Although practices may vary from one country to another there is generally a high level of consistency in the nature and form of sectors that have been determined as essential services.

In considering international practices it is pertinent to consider the thoughts of the ILO in regard of essential services.The ILO has adopted a series of conventions, recommendations and resolutions which form the international basis of the principles governing the right to strike in essential services and despite some confusing terminology, the ILO’s supervisory bodies have found that the right to strike may only be restricted or prohibited in the following cases:
- in the public service for public servants exercising authority in the name of the State;

- in essential services in the strict sense of the term (that is, services the interruption of which would endanger the life, personal safety or health of the whole or part of the population); or

- in the event of an acute national emergency and for a limited period of time.

In interpreting these restrictions the ILO’s Committee on Freedom of Association has pointed out that what is meant by essential services in the strict sense of the term “depends to a large extent on the particular circumstances prevailing in a country” and that “a non-essential service may become essential if a strike lasts beyond a certain time or extends beyond a certain scope, thus endangering the life, personal safety or health of the whole or part of the population”.

The Committee on Freedom of Association has given its opinion in a general manner on the essential or non-essential nature of specific services and services considered by the Committee as being essential include: the hospital sector; electricity services; water supply services; the telephone service; and air traffic control.

In contrast, services that are considered to not be essential include: the mining sector; radio and television; transport generally; the petroleum sector; ports(loading and unloading); refrigeration enterprises; hotel services; banking; construction; computer services for the collection of excise duties and taxes; automobile manufacturing; aircraft repairs; department stores; agricultural activities; pleasure parks; the supply and distribution of foodstuffs; the metal sector; the Mint; the education sector; the government printing service; metropolitan transport; postal services; and the state alcohol, salt and tobacco monopolies.

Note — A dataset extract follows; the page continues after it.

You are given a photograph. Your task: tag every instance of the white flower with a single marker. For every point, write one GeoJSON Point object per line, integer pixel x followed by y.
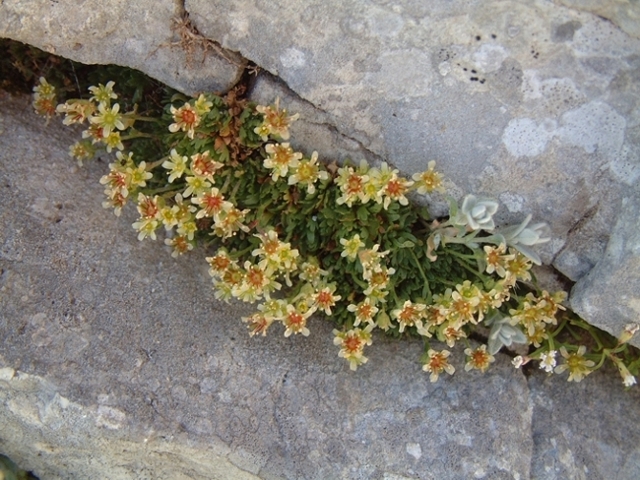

In reviewing the services listed above it is important to note that the examples do not represent an exhaustive list of essential services. The Committee on Freedom of Association has not referred to more services because its opinion is dependent on the nature and context of the specific situations it has to examine and because complaints are not frequently submitted regarding the prohibition of strikes in essential services. It is equally important to note that those services that have been determined as essential services in South Africa are largely consistent with those recognised by the ILO.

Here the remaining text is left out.